• Market jolt. Reports & denials about whether Chair Powell may be removed generated a burst of volatility. On net, US equities rose & USD weakened.
• Fed changes. Fed Chair can’t be fired ‘without cause’. Disagreement over rates not enough. Potential change another example of US policy uncertainty.
• AU jobs. Volatile Australian jobs report released today. Will it show cracks are widening? US retail sales & import prices out tonight.
Global Trends
A burst of headline driven volatility washed through markets overnight. Rather than being tariff related it stemmed from possible changes at the top of the US Federal Reserve. Various media reports indicated President Trump was considering firing current Fed Chair Powell. In response, in moves usually seen in emerging market economies when chaotic policy steps are taken and the independence of the central bank is questioned, the S&P500 and USD lost ground, while bond yields rose. However, theses moves subsequently reversed course after President Trump stated that although he doesn’t rule anything out he thinks “it’s highly unlikely” Chair Powell will be removed before his term ends next year.

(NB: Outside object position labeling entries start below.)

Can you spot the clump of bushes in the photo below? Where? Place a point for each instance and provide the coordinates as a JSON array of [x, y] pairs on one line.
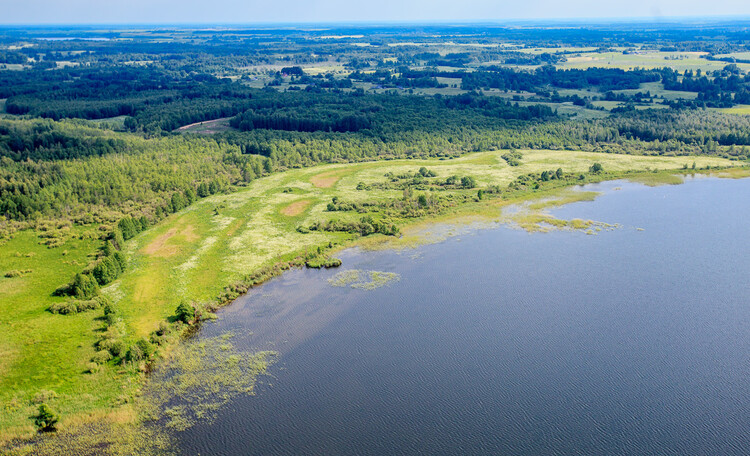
[[46, 419], [364, 227], [77, 306], [139, 351], [323, 262], [185, 313], [17, 273]]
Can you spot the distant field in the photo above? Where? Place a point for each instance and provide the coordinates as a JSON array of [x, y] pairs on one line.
[[657, 88], [679, 61], [568, 108], [736, 55], [553, 50], [739, 109], [208, 127]]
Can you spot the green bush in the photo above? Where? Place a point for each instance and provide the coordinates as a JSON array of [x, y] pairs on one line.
[[46, 419], [84, 286], [185, 312], [101, 357]]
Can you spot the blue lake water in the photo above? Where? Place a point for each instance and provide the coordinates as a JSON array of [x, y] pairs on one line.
[[634, 341]]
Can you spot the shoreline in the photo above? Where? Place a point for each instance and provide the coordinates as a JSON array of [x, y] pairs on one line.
[[485, 211]]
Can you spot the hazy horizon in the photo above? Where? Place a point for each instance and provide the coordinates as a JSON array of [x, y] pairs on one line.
[[236, 12]]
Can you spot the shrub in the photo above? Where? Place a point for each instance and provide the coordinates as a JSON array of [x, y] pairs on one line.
[[134, 354], [84, 286], [115, 347], [46, 419], [101, 357], [141, 350], [185, 312], [468, 182]]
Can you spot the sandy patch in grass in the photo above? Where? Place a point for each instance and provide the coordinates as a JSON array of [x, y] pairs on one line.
[[296, 208], [325, 180], [158, 247]]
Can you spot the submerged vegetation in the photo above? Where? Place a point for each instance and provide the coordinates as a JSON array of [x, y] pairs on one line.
[[364, 280]]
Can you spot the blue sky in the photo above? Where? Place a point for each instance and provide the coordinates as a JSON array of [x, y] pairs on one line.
[[260, 11]]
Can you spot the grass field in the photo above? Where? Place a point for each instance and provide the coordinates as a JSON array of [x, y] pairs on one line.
[[657, 88], [739, 109], [679, 61], [192, 256]]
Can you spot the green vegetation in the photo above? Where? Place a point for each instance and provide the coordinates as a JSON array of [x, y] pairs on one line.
[[147, 181], [363, 280]]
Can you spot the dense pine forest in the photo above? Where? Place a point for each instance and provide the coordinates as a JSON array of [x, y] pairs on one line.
[[111, 138]]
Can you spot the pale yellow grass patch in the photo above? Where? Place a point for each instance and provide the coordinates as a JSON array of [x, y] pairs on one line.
[[295, 208]]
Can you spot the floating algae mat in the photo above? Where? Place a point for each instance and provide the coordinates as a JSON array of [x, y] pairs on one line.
[[365, 280]]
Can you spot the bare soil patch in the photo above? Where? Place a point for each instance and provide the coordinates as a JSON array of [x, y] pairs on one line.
[[296, 208]]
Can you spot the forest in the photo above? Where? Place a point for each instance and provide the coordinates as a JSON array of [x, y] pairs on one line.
[[126, 154]]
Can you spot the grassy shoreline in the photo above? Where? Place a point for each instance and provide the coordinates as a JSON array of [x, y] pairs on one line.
[[219, 248]]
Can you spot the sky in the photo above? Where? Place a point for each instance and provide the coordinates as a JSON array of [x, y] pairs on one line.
[[311, 11]]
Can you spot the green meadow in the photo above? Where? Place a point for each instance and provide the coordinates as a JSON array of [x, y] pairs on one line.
[[193, 254]]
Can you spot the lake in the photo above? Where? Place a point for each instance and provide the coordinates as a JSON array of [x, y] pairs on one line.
[[633, 341]]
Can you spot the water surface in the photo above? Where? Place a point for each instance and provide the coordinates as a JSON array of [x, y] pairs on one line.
[[630, 342]]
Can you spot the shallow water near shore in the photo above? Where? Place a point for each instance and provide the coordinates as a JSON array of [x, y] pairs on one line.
[[497, 341]]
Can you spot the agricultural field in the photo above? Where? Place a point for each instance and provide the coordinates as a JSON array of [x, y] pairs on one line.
[[679, 61]]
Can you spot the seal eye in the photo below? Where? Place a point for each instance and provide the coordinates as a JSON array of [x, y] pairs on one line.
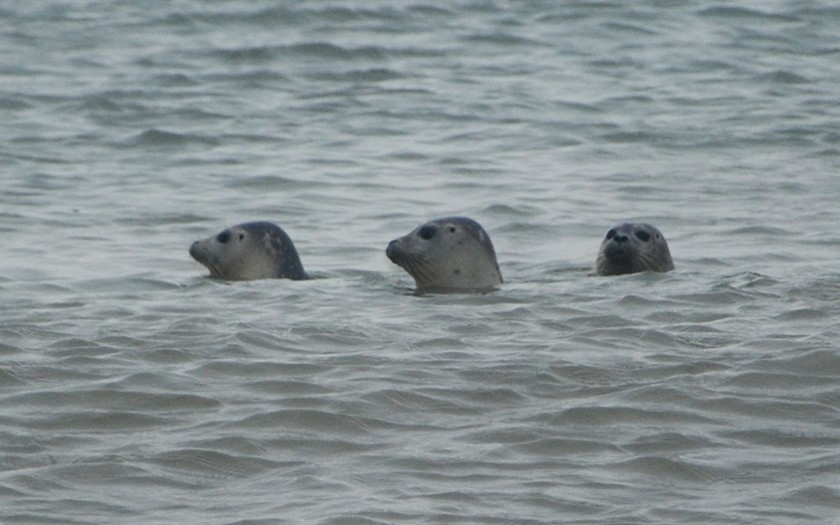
[[427, 232]]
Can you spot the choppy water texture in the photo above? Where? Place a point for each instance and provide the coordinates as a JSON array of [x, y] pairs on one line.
[[136, 390]]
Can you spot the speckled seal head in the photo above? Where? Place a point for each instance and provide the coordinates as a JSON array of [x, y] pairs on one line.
[[253, 250], [631, 248], [449, 254]]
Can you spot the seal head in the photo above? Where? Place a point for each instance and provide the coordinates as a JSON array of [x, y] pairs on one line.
[[448, 254], [631, 248], [253, 250]]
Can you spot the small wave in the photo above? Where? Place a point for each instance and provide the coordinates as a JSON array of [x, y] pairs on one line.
[[158, 138]]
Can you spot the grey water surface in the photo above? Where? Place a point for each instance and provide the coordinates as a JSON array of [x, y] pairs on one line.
[[134, 389]]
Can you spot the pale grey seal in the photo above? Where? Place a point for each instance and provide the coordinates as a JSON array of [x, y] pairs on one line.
[[633, 247], [253, 250], [449, 254]]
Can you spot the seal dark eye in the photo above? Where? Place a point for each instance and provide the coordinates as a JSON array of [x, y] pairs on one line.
[[427, 232]]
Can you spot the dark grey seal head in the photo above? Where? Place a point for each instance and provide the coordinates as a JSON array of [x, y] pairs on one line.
[[631, 248], [253, 250], [449, 254]]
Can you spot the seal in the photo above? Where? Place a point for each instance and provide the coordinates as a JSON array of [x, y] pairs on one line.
[[448, 254], [631, 248], [252, 250]]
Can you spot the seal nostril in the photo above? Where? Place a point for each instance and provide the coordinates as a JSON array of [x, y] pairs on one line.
[[427, 232]]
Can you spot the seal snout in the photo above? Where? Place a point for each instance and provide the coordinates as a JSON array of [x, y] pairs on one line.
[[195, 252], [393, 251]]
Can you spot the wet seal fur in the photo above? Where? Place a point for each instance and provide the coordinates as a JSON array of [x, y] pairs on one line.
[[252, 250], [633, 247], [448, 254]]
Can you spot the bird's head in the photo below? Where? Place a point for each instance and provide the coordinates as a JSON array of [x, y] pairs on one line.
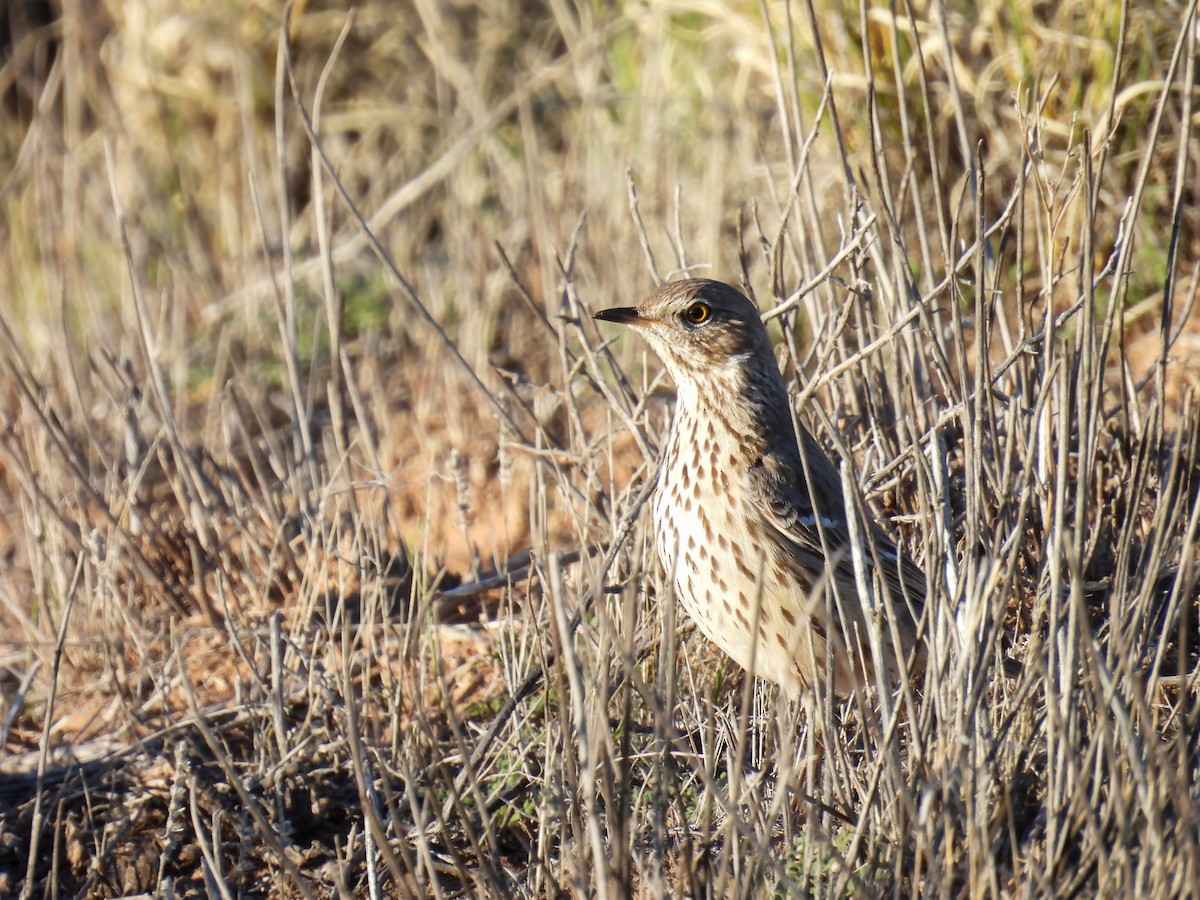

On net, US equities ended the whippy session higher (S&P500 +0.3%), bond yields declined (the 10yr rate fell ~3bps), and the USD recovered some of its intra-day falls though it is still lower than where it was 24hrs ago. The EUR (the major USD alternative) has edged up (now ~$1.1640) and USD/JPY (the second most traded currency) declined (now ~147.80). Elsewhere, the AUD (now ~$0.6529) and NZD (now ~$0.5947), which swung around in a ~1% range overnight, are a fraction above where they were this time yesterday.
Where there’s smoke there’s often fire. As our chart shows, odds Chair Powell is removed have increased, and the latest batch of reports suggest things shouldn’t be viewed as a low probability ‘tail risk’. President Trump has been vocal about his displeasure the Fed, under Chair Powell’s leadership, hasn’t lowered interest rates more aggressively. As a reminder President Trump appointed Chair Powell during his first term but that seems to matter for little. No Fed Chair has been fired, dismissed, or removed by a President before the end of their term. The Federal Reserve Act allows for the removal of Board members (including the Chair) only “for cause” as it looks to preserve the Fed’s independence, a critical pillar to help achieve price/inflation stability. A disagreement over interest rates doesn’t qualify, but the apparent “excessive” US$2.5bn renovation costs of the Fed’s building have crept up as a potential avenue for the White House to investigate and possibly use.
The prospect of the Trump Administration looking at making changes at the US Fed is a factor, along with the push to implement and maintain hefty import tariffs, that may generate more market turbulence over the period ahead. The policy uncertainty and economic challenges the US is facing over the next year are reasons why we expect the USD to weaken over the medium-term. However, in the short-run, we believe the USD may garner support from a rebound in US retail sales and/or lift in import prices (both 10:30pm AEST). If realised, this could dampen expectations looking for the US Fed to cut rates over Q3.

Trans-Tasman Zone
The intra-day volatility in financial markets generated by reports and denials about whether US Fed Chair Powell may be removed whipped around the AUD and NZD over the past 24hrs with both trading in a ~1% range (see above). On net, the AUD (now ~$0.6529) and NZD (now ~$0.5947) are a fraction higher compared to where they were this time yesterday, although both are lower relative to where they closed last week. On the crosses the AUD has been mixed. The AUD lost a bit of ground against the EUR (-0.1%), JPY (-0.5%), and CAD (-0.1%), while it strengthened versus the NZD (+0.2%) and CNH (+0.2%).
Today in Australia the volatile monthly employment data is released (11:30am AEST). The Australian jobs market has been remarkably resilient in the face of slower private sector growth and higher interest rates. As our chart shows, the upswing in unemployment so far this cycle has been fairly modest compared what happened before. That said, forward looking demand indicators like job ads and hiring intentions have turned down, suggesting weaker jobs growth down the track. In our view, there are risks the June labour market report shows overall conditions are softening with the subsamples within last month’s survey hinting at a possible rise in the unemployment rate. Cracks in the Australian jobs market might reinforce thinking the RBA will lower interest rates a few more times over H2 2025, which in turn may exert some downward pressure on the AUD in the short-term, in our opinion. As could a rebound in US retail sales (10:30pm AEST).
Beyond that, we would also reiterate that the AUD has usually had negative seasonal tendencies in late-July/August. AUD/USD has declined in August in 21 of the past 28 years. The implementation of the US’ new tariffs (1 August), rebound in US GDP growth (30 July), an on hold US Fed (30 July), US jobs report (1 August), a RBA rate cut combined with more ‘dovish’ guidance (12 August), signs of tariff induced US inflation (12 August), and/or no more deals struck at the end of the US-China tariff truce (12 August) could be drivers for this pattern to repeat in 2025.